К подобию вокзала поезд приближался почти ежедневно. Приезжали в город главным образом военные, но виднелись и цивильные, и не только немцы и румыны - появились и деловые люди из других частей оккупированной Европы. Они же и уезжали. Что касается местных жителей, то они могли ехать только до границы с рейхом, - за немногими исключениями.

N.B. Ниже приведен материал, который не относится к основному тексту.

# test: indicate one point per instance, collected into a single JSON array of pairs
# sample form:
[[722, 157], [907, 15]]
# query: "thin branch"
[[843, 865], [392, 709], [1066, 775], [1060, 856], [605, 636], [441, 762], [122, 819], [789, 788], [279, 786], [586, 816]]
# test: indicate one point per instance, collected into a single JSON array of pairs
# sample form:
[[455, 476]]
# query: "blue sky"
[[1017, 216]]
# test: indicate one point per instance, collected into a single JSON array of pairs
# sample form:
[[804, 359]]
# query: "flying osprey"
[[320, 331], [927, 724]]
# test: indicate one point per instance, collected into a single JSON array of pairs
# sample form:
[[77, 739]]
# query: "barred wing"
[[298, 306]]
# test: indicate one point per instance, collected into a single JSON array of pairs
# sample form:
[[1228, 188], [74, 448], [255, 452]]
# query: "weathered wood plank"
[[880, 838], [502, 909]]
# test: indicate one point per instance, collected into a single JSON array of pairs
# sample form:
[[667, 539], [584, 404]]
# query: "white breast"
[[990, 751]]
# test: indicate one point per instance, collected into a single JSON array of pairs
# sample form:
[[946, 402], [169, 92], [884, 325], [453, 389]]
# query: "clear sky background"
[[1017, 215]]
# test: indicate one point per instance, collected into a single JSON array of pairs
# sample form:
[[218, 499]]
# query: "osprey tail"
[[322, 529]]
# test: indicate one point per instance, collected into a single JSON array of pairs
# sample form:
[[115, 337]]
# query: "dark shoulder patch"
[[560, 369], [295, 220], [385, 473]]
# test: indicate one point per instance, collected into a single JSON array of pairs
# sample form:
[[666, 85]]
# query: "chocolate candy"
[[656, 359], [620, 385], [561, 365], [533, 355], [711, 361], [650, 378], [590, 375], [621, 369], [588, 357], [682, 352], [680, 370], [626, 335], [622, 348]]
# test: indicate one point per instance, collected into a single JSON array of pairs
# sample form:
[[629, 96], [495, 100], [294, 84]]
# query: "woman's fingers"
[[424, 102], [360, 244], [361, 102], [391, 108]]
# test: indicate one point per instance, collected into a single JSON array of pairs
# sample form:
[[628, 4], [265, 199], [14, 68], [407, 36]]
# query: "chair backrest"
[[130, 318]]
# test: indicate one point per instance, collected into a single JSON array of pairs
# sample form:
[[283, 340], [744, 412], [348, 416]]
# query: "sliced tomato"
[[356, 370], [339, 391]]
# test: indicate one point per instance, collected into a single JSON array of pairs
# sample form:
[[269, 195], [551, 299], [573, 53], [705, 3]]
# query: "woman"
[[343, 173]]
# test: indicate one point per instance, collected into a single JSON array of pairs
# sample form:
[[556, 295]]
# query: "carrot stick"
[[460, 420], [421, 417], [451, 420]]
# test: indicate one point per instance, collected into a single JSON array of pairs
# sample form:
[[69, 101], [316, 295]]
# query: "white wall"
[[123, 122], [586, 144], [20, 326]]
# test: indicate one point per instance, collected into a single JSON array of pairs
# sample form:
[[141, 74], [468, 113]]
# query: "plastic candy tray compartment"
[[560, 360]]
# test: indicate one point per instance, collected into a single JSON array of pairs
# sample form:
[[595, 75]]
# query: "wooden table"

В марте 1942 года, когда солнце щурится сквозь туман и утро похоже на слепую красавицу, на перрон сошел невысокого роста, довольно полный, можно сказать, тучный пожилой пассажир в тирольской шляпе с тульей, обмотанной шелковым шнурком, в добротном длиннополом пальто и с клетчатым пледом на руке. Проводник помог ему опустить по ступенькам советского вагона два больших, но потертых и, видимо, тяжелых кофра. Подошел сцепщик, спросил:
- Отнести? До извозчика?
Пассажир сначала опешил: там, где он жил, он привык к другим носильщикам, с бляхой, в форме, - но потом он даже обрадовался, ответил по-русски:
- Да, да, до извозчика, пожалуйста.
Его, конечно, удивило, что сцепщик подрабатывает, выполняя обязанности носильщика, но он принял как должное ту странность, что тот предложил ему извозчика, а не такси. Хотя у сцепщика было два нелегких груза, он шел быстро, и полный пассажир едва за ним поспевал, боясь потерять его в толпе, и у него начиналась одышка.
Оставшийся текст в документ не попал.